One of my clearest memories from childhood was the horror of having to use the telephone to call someone I didn’t know. I was incredibly shy, although anybody who has known me during my adult life would have a very hard time believing it. I used to work out exactly what I needed to achieve with the call, how I would do it and what all the possible permutations of the exchange would be (what if the person is rude, or I get a wrong number) – it was very important to have counter measures and contingencies fully planned out ahead, I couldn’t rely on my ability to react naturally. Writing that seems so odd – I honestly don’t recognise myself – my ability to think on my feet has served me enormously well.

So, if I was such an unsure child, where did my high level of self-belief come from? To add to the big negative of being naturally shy, I also have a mother who never tired of telling me I couldn’t do things. I don’t mean she wouldn’t allow me, I mean she would tell me that I would fail – she never gave me a reason why, she just gave it as an intractable fact. She wasn’t being evil or nasty – she truly believed it herself, because of her own life experiences. I simply never listened to her. I knew she was wrong, that I could do anything if I set my mind to it. And now I’m wondering if it was perhaps one single event that sparked that in me. Did I make such a good job of one of those horrible phone calls, or tell a really convincing lie (the one I remember best from childhood was that my dad was Elvis), or make up a story or a poem (the only ones I wrote as a child were funny and end-rhymed) that everyone I read it to loved? I honestly don’t recall – I just know that fairly early on in life, I knew I could do anything if I tried. Now that’s not arrogance – that’s self-belief.

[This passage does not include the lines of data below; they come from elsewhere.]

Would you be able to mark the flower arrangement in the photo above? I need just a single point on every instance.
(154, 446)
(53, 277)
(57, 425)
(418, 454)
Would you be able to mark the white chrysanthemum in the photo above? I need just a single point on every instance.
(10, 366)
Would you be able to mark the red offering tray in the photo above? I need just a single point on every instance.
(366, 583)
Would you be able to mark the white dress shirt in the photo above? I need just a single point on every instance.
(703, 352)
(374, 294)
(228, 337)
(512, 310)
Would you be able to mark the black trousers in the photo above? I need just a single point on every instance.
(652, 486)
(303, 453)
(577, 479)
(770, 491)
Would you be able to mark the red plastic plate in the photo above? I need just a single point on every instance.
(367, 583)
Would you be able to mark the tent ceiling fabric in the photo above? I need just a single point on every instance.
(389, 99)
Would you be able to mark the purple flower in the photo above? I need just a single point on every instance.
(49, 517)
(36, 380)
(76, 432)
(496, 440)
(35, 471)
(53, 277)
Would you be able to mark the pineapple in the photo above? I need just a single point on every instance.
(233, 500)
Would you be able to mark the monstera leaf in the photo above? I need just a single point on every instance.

Dictionary.com defines arrogance as: “overbearing pride evidenced by a superior manner toward inferiors” and that is something I have no memory of ever doing.

Sunday, May 07, 2006

Jumpin'


The Red Hot Chili Pepper’s new album is out – my copy is en route from Amazon – so what a great excuse to revisit their other albums.

I was horribly disappointed with By The Way – there are probably only three tracks on there that I really liked, and I think the disappointment was doubled by having enjoyed Californication so much before it. Apparently, Flea has made the comment somewhere that if you don’t like Stadium Arcadium, you don’t like the RHCPs – I take that as a very positive indication for content!

I’ve also been reading Anthony Kiedis’ autobiography, Scar Tissue and quite enjoying it – following a shaky start. At first, I thought he was making a lot of the stuff up (like having Cher as a baby sitter) but, he’s probably not – some people’s lives really are that insane.

So having got the albums off the CD shelves, I couldn’t resist burning a compilation CD with my favourite RHCP tracks, interspersed with the likes of Nirvana and Queens of the Stone Age. Driving to work yesterday, the wing mirrors were jumping – brilliant.

Monday, May 01, 2006

Alone?


Having completed the first proper draft of the third (though not chronologically speaking) in my series of serial killer poems, I am facing the questions I usually face – does it stand alone, does it need to? As usual, I don’t feel that I am any closer to answers that satisfy me.

I’ve looked at other series and sequences and it seems to me that whilst it is perfectly possible to make single poems in a thematic sequence stand alone quite satisfactorily, it isn’t entirely possible to do that with a character based sequence – without the other poems in the series, the reader will never see the full character / story. But, what I really can’t work out is what each of the poems needs, to enable it to stand alone.

To me, each of the three poems so far stand entirely alone and, apart from tinkering (which could still be substantial), they all feel complete as far as content is concerned. My problem is that, to some of their readers so far, at least two of them don’t feel like complete pictures in themselves – they rely on the others in the series.

Even if I do decide that one or two of them don’t stand alone, does it really matter? I’ve read some discussions about series and sequences and about what is ‘correct’ but, isn’t it more important for me to ask myself what is important to me and to these poems?

Still thinkin’. By the way, the picture is of a Remington ‘Bullet Knife’ that appeared in the latest poem. This one is an R293 jack knife, known as a ‘Hunter / Trader / Trapper’. Don’t you just love authentic detail?